While I am fair game, more worrying is the way, when it comes to difficult issues, especially involving children, opposition to a prevailing and escalating panic is stifled.

Surely only a monster could oppose policies designed to protect children from abuse? Yet the highly emotive issue of child abuse has, over recent years, led to unhealthy and draconian laws, the inflation of risk in society and the creation of intergenerational mistrust.

We should be wary of rushing headlong into more of the same.

We might want to take a deep breath before endorsing calls for mandatory reporting or David Cameron's announcement that authorities be alerted where there are "concerns" (but not enough proof to prosecute), under the auspices of "something must be done". This could result in a dangerous abuse of the rule of law and an invitation to the criminal justice system to treat rumour as fact.

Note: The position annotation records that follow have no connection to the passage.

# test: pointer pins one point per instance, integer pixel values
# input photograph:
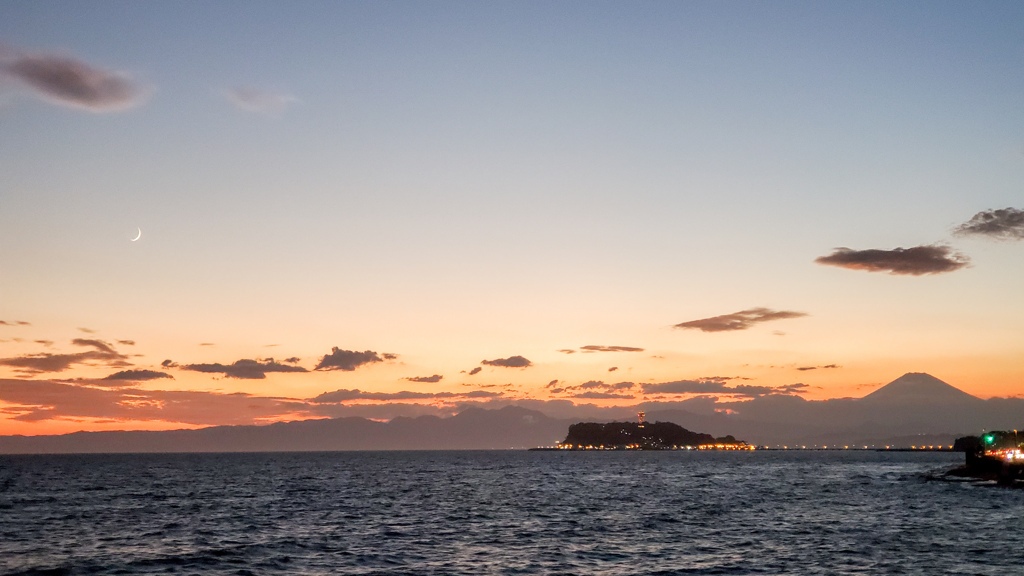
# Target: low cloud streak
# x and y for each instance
(1004, 223)
(738, 321)
(918, 260)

If we insist, as some do in the wake of Savile, that all allegations have to be acted on because all victims must be believed, how then to distinguish between malevolent false accusations from those which can stand the test of evidence and jury? As many teachers know to their cost, the threat of "I'll say you touched me" can have a chilling effect. In truth, many child protection instruments actually fuel mistrust, and add to already over-burdened services. Reorganising services around a heightened sense of child protection has already proven damaging over recent years. The state's response to the tragic murder of 8-year-old Victoria Climbie was the total reorganisation of Child Protection from a targeted service aimed at a small group of children "at risk of significant harm", to making ALL services relating to ALL children adopt child safety as a central concern. Not only has state-vetting of adults been recognised as undermining and demonising volunteers, teachers, lollipop ladies, sports coaches etc, as well as being a bureaucratic nightmare, they are also unhelpful in stopping abuse.

After all, they would have been ineffective in highlighting Ian Huntley or indeed Jimmy Savile.

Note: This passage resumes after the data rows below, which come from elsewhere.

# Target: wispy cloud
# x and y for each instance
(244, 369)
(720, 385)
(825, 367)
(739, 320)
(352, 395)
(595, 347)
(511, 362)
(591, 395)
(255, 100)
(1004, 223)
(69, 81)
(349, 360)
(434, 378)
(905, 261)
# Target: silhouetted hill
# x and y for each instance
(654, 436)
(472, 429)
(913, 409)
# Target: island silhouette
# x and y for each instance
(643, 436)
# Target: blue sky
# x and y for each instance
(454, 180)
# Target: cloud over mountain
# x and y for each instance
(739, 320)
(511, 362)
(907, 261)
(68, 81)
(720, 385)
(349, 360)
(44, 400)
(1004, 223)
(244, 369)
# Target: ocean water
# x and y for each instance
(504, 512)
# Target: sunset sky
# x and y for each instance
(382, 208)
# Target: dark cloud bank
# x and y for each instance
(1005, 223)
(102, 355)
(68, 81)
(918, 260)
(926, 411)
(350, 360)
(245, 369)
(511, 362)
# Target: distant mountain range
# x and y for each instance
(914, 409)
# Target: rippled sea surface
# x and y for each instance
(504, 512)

The argument that Savile was typical; that child-abuse if rife; that your friendly family entertainer or hospital charity worker could well be a predator is profoundly problematic.

Let us avoid deepening this atmosphere of suspicion with endless fear-fuelled inquires and regulations which can only encourage paranoia, often at the children's expense. Surely it is tragic for children that adults feel impotent when they see a child in trouble?

Savile is dead, but we risk using his ghost to magnify fears out of all proportion. We owe it to the young, and each other, to challenge this particular "panic attack" before it does any more damage.